Finnish students play more than their American counterparts, too, and which Hovatter has taken to heart and introduced to the teachers at Quarles. “Children learn lessons in compulsory Finnish grades one through nine in 45 minutes, followed by a 15-minute break,” Hovatter said. “During the 15-minute break, students have the ability to socialize and play together all day long; 45-15 makes good sense.” Doctoral student Tina McPherson, a public librarian in Prince William County, Virginia, said she has implemented the 45-15 schedule for the programming she oversees.
Students in Finland are highly multilingual as well. “By the time they are in sixth grade, Finnish students learn their fourth language,” Nunes said. “A third of their weekly instructional hours are dedicated to the foreign languages they learn simultaneously.” After seeing the Finnish system in action, Nunes said she is confident that seventh-graders can learn foreign languages well, and she intends to incorporate more “brain breaks” into her classes.

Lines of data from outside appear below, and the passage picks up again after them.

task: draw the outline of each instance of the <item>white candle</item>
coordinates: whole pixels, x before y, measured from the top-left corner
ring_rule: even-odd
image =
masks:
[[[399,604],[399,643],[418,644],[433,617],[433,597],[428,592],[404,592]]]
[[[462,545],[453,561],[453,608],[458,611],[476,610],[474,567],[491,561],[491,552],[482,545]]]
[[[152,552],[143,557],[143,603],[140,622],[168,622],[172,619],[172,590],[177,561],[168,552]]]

Another huge difference between Finnish and American schools, said Lukacs, “is the complete lack of any standardized testing – the one exception being in 12th grade as students are leaving high school.”
However, the U.S. and Finnish systems weren’t always so different. “It was insightful to recognize that the Finnish education system is similar to the one the U.S. had prior to the change to the primary focus on assessment and test taking,” McPherson noted. “For example, the U.S. education system used to offer vocational classes and more recess time for students in kindergarten through 12th grade. Having both the academic and vocational paths for students is more inclusive, since not all students are interested in the academic track.”
Utilizing Finnish Educational Philosophy
Along with working to incorporate more playtime into the school day, the trip inspired the Shenandoah students and trip leaders in other ways. “Because of this trip, I want to create more Project-Based Learning (PBL) activities,” Jackson said. “Finnish 10th-graders spend seven weeks working on weekly PBLs (they call it Phenomenon-Based Learning). They practice over and over again how to work in a team, plan a project, execute steps, deal with mistakes and present your ideas.”
“I plan to further research Finnish approaches to educational policy, leadership and family-school-community relations,” Dr. Shiffman said. “I hope to identify lessons for U.S. schools, districts and our leadership preparation programs here at Shenandoah. Having witnessed firsthand the enthusiasm and curiosity of SEL students to learn about other educational systems, I would like to work with my colleagues to plan more international visits. Some of the greatest benefits of international visits are the new ideas and energy we bring home to our own work and communities.”
“What I took from the trip was to make the difference within your sphere of influence,” said one of the trip’s organizers, Assistant Professor of Leadership Studies Lisa Pluska, Ed.D. “There is a lot that we will not change in the near future about how education is viewed in the U.S., but there is a lot we can do for students and teachers as individuals. Individuals become groups when they are working together. Shenandoah University can make the difference.”